A ajurisdicionalidade da arbitragem


Pormathiasfoletto- Postado em 19 abril 2013

Autores: 
RODRIGUES, Daniel Gustavo de Oliveira Colnago

 

 

1. INTRODUÇÃO.

A partir do momento em que o homem passa a viver em sociedade, torna-se inviável a convivência humana sem uma organização com regras e princípios a serem seguidos. – “ubi societas, ibi jus”.

No séc. XVIII, juntamente com o Iluminismo, nasce a Teoria do Contrato Social de Jacques Rosseau que previa um acordo bilateral entre sociedade e Estado, no qual aquela cederia alguns direitos em troca da proteção e solução dos conflitos por parte desta Instituição. Assim, este Ente Público passa a ter autonomia na solução de divergências entre seu povo.

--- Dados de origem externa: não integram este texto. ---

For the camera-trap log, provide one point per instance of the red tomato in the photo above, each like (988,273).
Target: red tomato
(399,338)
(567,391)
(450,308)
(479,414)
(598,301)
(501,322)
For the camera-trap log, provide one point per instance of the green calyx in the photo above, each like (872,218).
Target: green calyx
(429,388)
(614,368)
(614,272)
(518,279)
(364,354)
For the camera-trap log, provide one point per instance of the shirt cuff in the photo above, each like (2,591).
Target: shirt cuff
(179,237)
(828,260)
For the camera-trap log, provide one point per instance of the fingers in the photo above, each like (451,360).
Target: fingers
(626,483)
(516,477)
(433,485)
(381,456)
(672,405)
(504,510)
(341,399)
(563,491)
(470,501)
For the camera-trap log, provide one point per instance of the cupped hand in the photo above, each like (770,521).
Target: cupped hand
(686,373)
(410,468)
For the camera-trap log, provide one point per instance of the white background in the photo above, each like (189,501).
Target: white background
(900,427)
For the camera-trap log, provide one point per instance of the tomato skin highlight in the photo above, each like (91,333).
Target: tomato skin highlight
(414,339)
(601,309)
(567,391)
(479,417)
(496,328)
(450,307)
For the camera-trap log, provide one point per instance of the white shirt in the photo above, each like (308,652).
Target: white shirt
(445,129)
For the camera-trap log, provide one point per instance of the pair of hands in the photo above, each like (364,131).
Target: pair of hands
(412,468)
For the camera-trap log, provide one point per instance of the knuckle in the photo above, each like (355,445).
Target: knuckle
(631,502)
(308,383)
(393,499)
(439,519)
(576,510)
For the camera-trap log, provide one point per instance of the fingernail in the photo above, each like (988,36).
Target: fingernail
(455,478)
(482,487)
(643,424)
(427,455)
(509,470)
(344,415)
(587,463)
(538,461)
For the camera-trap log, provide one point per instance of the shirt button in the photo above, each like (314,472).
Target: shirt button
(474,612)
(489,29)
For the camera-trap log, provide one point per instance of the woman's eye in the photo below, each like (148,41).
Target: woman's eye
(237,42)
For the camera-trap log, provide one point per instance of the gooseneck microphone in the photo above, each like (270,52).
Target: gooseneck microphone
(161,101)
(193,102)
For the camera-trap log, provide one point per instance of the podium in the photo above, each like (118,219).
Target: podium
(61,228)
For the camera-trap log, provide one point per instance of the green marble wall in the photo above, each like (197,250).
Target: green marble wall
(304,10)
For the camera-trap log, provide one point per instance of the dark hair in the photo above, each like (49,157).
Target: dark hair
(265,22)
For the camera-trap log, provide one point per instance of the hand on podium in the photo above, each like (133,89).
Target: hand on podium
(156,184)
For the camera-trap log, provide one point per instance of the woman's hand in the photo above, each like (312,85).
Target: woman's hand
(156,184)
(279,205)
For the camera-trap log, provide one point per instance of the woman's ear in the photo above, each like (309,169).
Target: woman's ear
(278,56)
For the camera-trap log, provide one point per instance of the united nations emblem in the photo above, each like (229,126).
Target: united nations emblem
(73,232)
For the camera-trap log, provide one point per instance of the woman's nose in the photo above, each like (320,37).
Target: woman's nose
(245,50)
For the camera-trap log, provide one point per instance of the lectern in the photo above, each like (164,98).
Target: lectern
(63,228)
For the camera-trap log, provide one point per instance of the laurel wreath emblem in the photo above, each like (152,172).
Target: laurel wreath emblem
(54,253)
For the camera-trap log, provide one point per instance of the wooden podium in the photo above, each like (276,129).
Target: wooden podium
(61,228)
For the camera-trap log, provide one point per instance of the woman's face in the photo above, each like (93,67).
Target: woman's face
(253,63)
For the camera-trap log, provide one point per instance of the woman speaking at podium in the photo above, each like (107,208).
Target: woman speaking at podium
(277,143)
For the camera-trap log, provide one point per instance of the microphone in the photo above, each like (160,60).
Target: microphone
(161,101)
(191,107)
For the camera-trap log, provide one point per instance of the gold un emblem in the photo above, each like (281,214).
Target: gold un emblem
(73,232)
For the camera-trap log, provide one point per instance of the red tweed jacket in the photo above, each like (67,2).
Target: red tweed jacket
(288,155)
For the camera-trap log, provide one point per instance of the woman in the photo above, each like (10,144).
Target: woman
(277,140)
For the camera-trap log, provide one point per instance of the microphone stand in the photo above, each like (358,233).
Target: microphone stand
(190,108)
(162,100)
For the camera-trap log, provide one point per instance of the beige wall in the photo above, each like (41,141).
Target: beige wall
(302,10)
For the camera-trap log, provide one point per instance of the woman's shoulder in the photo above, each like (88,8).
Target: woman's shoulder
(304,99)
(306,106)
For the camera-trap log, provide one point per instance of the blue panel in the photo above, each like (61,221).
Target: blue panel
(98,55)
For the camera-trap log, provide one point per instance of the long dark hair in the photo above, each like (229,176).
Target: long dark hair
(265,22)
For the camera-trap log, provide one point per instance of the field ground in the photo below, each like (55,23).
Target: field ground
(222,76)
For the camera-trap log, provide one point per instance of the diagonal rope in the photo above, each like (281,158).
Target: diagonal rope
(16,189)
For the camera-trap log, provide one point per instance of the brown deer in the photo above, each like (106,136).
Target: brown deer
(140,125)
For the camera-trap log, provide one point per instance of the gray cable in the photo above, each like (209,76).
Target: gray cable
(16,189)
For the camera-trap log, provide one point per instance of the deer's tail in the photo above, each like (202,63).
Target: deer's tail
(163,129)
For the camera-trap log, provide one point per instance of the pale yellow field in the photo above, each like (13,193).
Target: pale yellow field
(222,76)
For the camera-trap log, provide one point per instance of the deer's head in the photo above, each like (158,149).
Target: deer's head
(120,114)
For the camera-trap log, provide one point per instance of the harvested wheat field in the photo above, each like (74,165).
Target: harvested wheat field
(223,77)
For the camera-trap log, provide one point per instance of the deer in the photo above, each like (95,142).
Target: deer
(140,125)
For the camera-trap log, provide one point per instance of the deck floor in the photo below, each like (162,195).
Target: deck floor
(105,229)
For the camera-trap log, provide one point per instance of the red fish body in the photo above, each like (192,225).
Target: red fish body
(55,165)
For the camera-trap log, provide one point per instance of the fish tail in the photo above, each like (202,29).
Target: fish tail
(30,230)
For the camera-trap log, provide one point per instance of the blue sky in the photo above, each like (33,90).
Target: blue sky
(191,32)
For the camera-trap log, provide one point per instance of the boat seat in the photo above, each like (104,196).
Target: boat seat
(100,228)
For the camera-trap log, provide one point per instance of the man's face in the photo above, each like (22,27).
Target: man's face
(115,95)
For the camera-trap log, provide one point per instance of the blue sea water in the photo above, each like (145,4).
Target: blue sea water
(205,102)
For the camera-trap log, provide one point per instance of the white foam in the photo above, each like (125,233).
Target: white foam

Desta forma, é possível distinguir algumas formas de solução de conflitos, dentre elas: A mediação, a transação, a auto-composição, a autodefesa, o processo judicial e o arbitral.
 

Neste sentido, leciona J.E Carreira Alvim:

Sempre que um simples conflito de interesses adquire transcendência ou relevância jurídica (Niceto Alcalá-Zamora y Castilho), ele se transforma numa lide ou litígio. Surgindo um litígio, pode ele desembocar-se na autodefesa, na auto-composição, no processo judicial ou no arbitral.” 1
 

Ainda Alvim, ensinando-nos sobre a resolução de litígios, pontifica:

Através de mais de um sistema é possível resolver-se o litígio, sendo o mais prestigiado deles o sistema judicial, em que o Estado se encarrega de instituir, adrede, órgãos destinados a essa finalidade (juízos), reservando-se, com exclusividade, o monopólio da distribuição da justiça. É o denominado sistema de justiça pública, que tem no Estado não só o seu organizador, como, sobretudo, o seu fiel garantidor, pela força (organizada) que põe (e só ele pode pôr) a serviço da atividade jurisdicional”. 2

 

2. DA JURISDIÇÃO.

 

Antes de discutirmos sobre a natureza jurídica da arbitragem, cabe-nos esclarecer alguns tópicos sobre o que vem a ser jurisdição, a qual será usada como ferramenta para melhor entendimento do tema.

 

O termo Jurisdição vem do latim (júris-dicção), que vem a ser a atividade pela qual o Estado elimina a lide. Neste sentido, estatui o art. 1º do nosso Código de Processo Civil:

 

A jurisdição civil, contenciosa e voluntária, é exercida pelos juizes, em todo o território nacional, conforme as disposições que este Código estabelecer”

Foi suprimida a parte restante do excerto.